If Cicero was right and gratitude is the mother of all virtues, then
this fully warned confession of appreciation will surely pave my path
with rose petals.
This book is about the instinct to confess tempered by the knowledge
that you have the right to remain silent. I am deeply grateful for the
unwarned admissions of hundreds of people not named in the book but
whose thoughts and anecdotes are secreted in every chapter. There is no
way to prioritize the generosity of my friends and colleagues or to
apologize to those whose names are lost in my research files. That said
I will start at the beginning.
The late John P. Frank was the first to encourage the writing of
this book. His passing three years later was felt by thousands. My most
fervent wish was to see him with this book in his generous hands. He was
central to the decision itself, the debate surrounding it, and many of
the books it spawned. This one would not have been written without his
personal approval; his generous contributions of time, energy, and
perspective; and his never-fading encouragement along the way. In many
ways, this was John’s book to write but he insisted that I could do it
in a way he could not. I can only hope he was right.

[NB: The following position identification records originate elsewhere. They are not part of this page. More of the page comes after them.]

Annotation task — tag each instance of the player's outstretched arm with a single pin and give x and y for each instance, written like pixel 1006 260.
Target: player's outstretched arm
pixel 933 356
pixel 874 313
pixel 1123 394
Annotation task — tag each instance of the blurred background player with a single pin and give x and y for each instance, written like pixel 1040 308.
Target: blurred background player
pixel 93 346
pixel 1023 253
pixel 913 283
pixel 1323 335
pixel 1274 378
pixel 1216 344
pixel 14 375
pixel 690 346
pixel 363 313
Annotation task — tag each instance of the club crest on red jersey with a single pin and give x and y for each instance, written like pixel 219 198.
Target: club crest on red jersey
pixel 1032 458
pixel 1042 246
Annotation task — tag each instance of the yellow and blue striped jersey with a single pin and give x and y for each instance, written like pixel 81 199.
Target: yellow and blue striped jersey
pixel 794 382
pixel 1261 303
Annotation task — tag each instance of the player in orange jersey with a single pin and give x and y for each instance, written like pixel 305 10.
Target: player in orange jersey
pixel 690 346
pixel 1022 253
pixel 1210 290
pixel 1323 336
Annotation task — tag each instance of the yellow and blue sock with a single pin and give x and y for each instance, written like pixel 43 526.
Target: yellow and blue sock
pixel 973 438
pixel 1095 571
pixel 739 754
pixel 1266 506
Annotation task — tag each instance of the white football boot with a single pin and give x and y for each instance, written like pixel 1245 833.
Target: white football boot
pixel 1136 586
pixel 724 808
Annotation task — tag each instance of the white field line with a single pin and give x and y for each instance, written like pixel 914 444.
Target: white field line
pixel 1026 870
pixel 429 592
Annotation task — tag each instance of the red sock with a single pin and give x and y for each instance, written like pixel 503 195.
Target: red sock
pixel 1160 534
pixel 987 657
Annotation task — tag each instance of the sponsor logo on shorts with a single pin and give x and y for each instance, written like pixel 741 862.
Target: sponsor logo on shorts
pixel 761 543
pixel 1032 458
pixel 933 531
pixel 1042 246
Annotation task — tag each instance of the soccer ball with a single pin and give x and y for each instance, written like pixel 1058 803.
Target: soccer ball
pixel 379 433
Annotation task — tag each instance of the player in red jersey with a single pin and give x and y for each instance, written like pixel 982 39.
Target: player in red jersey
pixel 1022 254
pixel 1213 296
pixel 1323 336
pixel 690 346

A great many judges, lawyers, cops, citizens, and suspects gave great
color to the big picture and shaded the gray-on-gray world of procedural
rights and constitutional litigation. If the book seems authentic and
grounded it is because they were insistent that it be so. They curbed my
impatience, demanded forbearance, shared their insight, and warned of
quicksand and bottomless quagmires of inconsistency. Thanks to Chuck
Ares, Peter Baird, Paul Bender, Craig Blakey, Tom Brooks, Carroll
Cooley, Bob Corcoran, John Dowd, Paul Fish, Craig Futterman, Joe Howe,
Bob Jensen, Chris Johns, Mike Kimerer, Barry Kroll, Jon Kyl, Fred
Martone, Tom Mauet, Craig Mehrens, Jim Moeller, Gary Nelson, Ron Quaife,
Chuck Roush, Mary Schroeder, Mara Siegel, Barry Silverman, Bob Storrs,
Tom Thinnes, Dick Treon, Larry Turoff, Paul Ulrich, and Warren Wolfson.
I am especially grateful to Craig Mehrens for his patience as he
labored to give me a soupçon of the subtlety inherent in the life of a
criminal defense specialist.
Writers, editors, scriveners, and criticasters worked feverishly with
me, and often on me, to make this a good read, to instill plausibility,
and to explain the disingenuous. They include Marianne Alcorn, Craig
Blakey, Tom Davison, Paul Fish, Dave Knopp, Katie Kallsted, Mary
Rodarte, Al Schroeder, Dean Smith, Kathleen Stuart, and Susan Turngate.
They helped me find my voice, overlooked my grammar, searched for active
verbs, and deep-sixed many an inapt metaphor.
Three very talented people read every line and every page many times.
They are the quid pro quo of the writing itself. Without
Kathleen Gilbert’s polished eye over every line and word, this
manuscript would likely not have passed academic muster. Without Dan
Thrapp’s experienced and penetrating look at structure, form,
content, style, and pace, this manuscript would read like your
run-of-the-court appellate opinion. Special gratitude must go to
Christine Szuter. Without her encouragement, even before the first
word of text came into being, this book would have remained a fantasy
Interviewing, researching, writing, editing and rewriting the book
seemed complete with the official release of the book in October of
2004. But it was not complete. There remained the large task of
telling the story in context and finding the book’s intended audience.
This could not have been done with the help of Kathryn Conrad, Kristen
Hagenbuckle, Jennifer Pinkerton, Peter Handel, Kathy Hawkes-Smith, and
Christine Wilkerson and a truly world class law firm, Lewis and Roca,
The Story of America’s Right to Remain Silent, in its analog form, needs
a virtual reality as well. This web site is the product of long hours
and special insight into graphical display of the story on the
Internet. The credit for the “fit and feel” of this website goes to the
multi-talented Mary Garcia.
While I have made every effort to accurately state both fact and law,
this book is nevertheless laced with opinions about Miranda’s
legal and social underpinnings and its cultural and political legacy.
Except as specifically noted, the opinions and attitudes are entirely
mine. Some readers might be puzzled as to what qualifications a civil
trial lawyer has to write a book dealing with constitutional litigation
and America’s love-hate relationship with the Fifth Amendment and its
expansive interpretation by the Warren Court. The answer lies in
remembering the comic who wanted to play Hamlet. A great many lawyers
are frustrated writers; as far as I know, I am the only writer who is a
frustrated constitutional litigator.
To close on my opening note, without John Frank’s good humor and
eternal optimism about the project, I might still be researching and
exercising my right to remain silent.